No entanto, os resultados sugerem “que a massa magra pode ser um possível fator protetor modificável para a doença de Alzheimer”, escrevem os autores. “Os mecanismos subjacentes a essa descoberta, bem como as implicações clínicas e de saúde pública, justificam estudos mais aprofundados”.
Novas estratégias
Para o Medscape, a Dra. Iva Miljkovic, Ph.D., médica e professora associada do Departamento de Epidemiologia da University of Pittsburgh, nos EUA, disse que os pesquisadores usaram uma “metodologia muito rigorosa”.
O achado sugerindo que a massa magra está associada a uma melhor função cognitiva é “importante, pois o comprometimento cognitivo pode se tornar estável em vez de progredir para um estado patológico; e, em alguns casos, pode até ser revertido”.
Nessas circunstâncias, “identificar a causa subjacente – por exemplo, baixa massa magra – pode melhorar significativamente a função cognitiva”, disse a Dra. Iva, que é autora sênior de um estudo comentado anteriormente pelo Medscape mostrando a gordura muscular como um fator de risco para o declínio cognitivo.

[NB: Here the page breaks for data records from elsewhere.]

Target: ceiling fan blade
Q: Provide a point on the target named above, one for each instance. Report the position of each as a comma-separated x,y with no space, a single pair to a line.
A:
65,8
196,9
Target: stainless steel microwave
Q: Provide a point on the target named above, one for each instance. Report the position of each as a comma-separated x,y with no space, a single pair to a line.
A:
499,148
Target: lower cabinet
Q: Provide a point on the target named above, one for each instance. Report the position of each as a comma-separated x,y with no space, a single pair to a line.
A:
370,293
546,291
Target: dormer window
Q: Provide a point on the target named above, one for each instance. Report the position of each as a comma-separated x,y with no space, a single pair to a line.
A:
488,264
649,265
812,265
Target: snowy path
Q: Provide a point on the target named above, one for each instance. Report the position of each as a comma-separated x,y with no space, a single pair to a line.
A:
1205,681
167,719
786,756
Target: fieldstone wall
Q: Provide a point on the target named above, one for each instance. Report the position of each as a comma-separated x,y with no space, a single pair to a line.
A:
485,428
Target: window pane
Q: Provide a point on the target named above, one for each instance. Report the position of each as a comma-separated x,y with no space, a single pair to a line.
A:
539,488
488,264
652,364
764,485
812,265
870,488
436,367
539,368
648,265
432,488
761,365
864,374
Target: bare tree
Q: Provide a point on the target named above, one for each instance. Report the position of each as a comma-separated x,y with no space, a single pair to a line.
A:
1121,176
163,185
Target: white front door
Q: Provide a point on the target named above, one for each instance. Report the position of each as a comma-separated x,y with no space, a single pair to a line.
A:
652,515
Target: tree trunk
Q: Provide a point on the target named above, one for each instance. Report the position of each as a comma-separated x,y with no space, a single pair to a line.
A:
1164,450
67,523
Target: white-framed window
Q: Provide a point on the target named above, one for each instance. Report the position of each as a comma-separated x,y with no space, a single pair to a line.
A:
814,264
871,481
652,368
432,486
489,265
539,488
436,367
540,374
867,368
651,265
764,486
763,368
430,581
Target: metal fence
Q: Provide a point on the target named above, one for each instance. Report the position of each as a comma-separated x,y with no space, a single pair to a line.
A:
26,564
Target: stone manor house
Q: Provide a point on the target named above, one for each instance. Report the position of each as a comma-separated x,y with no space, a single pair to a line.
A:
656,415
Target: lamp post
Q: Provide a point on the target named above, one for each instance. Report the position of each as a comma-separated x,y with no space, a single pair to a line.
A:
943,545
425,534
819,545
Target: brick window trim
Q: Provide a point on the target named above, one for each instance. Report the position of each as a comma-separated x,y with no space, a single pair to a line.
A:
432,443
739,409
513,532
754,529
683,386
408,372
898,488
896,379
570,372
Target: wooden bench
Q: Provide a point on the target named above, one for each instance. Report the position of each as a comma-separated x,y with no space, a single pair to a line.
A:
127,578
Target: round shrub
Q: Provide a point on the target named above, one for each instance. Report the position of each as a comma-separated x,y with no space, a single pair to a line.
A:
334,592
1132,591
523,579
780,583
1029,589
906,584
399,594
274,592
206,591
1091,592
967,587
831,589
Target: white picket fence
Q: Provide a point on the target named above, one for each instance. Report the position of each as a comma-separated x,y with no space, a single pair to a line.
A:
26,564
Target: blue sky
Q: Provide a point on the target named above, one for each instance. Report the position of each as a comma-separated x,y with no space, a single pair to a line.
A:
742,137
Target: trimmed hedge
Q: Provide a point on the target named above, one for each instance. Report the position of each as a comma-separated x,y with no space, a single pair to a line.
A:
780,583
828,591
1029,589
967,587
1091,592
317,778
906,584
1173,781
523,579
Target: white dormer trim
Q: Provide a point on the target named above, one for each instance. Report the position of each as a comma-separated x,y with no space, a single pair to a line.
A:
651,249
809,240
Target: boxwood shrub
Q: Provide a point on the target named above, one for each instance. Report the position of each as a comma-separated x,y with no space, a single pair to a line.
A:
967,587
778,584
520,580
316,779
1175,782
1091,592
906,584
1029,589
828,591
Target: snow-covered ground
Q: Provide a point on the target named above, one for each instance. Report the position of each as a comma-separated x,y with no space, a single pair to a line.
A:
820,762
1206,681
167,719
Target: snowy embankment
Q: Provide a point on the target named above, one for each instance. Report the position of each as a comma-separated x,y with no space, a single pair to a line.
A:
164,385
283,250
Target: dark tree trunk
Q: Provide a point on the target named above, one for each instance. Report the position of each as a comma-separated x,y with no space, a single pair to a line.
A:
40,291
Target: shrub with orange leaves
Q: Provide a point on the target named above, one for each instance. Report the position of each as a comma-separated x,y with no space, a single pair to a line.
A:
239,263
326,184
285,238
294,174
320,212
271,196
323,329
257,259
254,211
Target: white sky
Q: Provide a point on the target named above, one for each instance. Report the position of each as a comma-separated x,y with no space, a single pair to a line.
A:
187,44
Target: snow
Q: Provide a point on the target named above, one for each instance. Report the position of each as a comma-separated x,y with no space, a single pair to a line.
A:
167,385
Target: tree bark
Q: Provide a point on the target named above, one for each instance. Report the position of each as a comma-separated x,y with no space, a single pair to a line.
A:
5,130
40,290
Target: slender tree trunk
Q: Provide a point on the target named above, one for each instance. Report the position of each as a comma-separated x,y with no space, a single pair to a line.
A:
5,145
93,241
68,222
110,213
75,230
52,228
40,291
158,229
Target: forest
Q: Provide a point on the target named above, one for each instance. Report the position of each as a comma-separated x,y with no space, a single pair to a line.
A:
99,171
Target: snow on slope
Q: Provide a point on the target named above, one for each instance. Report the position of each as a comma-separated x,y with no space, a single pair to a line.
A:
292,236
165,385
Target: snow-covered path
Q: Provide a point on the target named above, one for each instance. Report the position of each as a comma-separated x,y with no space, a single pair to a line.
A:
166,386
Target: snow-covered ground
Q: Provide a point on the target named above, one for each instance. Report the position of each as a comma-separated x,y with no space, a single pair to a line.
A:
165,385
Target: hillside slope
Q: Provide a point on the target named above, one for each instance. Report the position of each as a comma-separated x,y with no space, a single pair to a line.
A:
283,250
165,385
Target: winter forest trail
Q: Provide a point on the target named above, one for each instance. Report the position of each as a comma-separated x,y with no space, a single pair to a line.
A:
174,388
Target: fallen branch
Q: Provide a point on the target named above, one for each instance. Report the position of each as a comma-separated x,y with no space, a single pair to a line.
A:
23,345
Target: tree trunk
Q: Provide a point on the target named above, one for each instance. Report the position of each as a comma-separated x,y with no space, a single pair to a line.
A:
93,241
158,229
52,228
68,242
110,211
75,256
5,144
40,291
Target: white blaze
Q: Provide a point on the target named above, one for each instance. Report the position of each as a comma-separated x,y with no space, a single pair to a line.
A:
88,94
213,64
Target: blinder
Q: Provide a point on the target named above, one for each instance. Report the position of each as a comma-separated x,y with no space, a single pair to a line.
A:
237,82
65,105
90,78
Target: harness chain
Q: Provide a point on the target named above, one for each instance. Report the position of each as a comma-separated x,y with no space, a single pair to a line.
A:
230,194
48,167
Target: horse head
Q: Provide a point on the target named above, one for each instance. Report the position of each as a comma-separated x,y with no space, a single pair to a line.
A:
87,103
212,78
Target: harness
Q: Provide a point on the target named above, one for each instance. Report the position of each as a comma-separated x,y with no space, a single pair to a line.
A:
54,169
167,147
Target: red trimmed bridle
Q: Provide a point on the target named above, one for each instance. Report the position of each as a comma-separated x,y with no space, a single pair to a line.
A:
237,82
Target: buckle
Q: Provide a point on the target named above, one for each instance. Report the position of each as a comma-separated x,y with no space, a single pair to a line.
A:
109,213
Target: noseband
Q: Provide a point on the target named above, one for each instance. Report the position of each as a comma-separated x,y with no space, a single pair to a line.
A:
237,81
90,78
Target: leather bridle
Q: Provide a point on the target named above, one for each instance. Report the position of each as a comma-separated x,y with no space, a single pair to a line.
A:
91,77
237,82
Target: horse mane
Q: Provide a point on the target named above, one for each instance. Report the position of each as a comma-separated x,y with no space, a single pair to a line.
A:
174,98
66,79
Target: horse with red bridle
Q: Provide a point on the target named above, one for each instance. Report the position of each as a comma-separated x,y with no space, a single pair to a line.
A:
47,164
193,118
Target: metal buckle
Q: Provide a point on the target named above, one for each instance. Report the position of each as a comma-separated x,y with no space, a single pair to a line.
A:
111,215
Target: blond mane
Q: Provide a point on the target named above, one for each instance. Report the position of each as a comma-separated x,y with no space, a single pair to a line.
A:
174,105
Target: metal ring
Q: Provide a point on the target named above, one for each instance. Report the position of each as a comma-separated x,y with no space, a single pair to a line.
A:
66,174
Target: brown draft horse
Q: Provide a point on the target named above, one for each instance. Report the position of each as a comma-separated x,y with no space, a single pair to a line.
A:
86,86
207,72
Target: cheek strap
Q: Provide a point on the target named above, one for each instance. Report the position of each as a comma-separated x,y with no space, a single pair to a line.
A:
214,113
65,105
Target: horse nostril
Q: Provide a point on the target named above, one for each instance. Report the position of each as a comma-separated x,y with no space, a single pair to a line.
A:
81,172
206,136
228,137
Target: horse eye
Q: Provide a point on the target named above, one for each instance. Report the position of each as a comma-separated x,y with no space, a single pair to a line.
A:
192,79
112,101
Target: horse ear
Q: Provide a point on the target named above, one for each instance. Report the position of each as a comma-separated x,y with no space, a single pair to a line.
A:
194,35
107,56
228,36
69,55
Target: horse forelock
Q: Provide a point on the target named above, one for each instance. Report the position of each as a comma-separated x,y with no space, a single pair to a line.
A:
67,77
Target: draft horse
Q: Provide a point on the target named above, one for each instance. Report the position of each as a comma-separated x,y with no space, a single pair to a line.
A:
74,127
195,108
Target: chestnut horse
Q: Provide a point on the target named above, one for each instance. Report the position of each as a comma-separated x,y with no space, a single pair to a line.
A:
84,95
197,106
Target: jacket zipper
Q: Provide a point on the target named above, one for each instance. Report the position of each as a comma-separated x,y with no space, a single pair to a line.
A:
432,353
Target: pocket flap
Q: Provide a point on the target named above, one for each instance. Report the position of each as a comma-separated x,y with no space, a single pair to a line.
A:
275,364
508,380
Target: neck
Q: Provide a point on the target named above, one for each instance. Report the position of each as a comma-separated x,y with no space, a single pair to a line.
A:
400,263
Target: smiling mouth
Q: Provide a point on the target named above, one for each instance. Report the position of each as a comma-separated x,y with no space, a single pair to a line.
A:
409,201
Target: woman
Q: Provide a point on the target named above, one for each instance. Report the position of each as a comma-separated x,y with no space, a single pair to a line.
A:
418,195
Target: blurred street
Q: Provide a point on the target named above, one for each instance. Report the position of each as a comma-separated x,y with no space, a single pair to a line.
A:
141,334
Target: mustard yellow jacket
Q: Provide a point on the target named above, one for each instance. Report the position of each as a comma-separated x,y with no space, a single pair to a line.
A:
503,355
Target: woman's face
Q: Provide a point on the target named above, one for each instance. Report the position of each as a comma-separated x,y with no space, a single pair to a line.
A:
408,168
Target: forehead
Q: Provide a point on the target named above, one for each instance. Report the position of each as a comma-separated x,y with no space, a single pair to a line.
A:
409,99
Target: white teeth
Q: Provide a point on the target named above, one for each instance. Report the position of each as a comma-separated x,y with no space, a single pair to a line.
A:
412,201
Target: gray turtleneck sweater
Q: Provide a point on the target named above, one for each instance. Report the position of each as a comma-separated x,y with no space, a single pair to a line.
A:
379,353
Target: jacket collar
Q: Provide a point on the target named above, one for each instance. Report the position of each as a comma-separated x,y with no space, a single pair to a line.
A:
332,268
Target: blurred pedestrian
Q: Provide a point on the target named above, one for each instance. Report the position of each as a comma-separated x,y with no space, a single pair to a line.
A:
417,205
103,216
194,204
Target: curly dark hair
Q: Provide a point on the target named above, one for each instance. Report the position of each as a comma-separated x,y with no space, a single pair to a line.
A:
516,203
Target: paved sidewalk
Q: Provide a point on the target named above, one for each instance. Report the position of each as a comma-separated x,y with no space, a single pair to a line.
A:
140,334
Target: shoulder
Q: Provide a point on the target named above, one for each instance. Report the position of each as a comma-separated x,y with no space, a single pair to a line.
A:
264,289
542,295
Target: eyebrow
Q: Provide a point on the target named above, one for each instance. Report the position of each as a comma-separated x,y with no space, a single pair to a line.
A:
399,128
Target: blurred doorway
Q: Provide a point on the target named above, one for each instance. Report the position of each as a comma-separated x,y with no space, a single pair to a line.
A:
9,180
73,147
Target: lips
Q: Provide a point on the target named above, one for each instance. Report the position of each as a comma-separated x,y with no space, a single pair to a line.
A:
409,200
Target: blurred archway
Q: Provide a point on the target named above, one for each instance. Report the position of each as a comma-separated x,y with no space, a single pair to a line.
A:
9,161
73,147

Mais pesquisas nos permitirão “expandir nossa compreensão” dos mecanismos envolvidos e determinar se as intervenções destinadas a prevenir a perda muscular e/ou aumentar a gordura muscular podem ter um efeito benéfico na função cognitiva”, disse ela. “Isso pode levar a novas estratégias para prevenir a doença de Alzheimer”.
Dr. Iyas recebe apoio do British Heart Foundation Centre of Research Excellence do Imperial College, no Reino Unido, e é funcionário em tempo parcial da Novo Nordisk. As informações dos demais autores estão disponíveis no artigo original. A Dra. Iva informou não ter conflitos de interesses.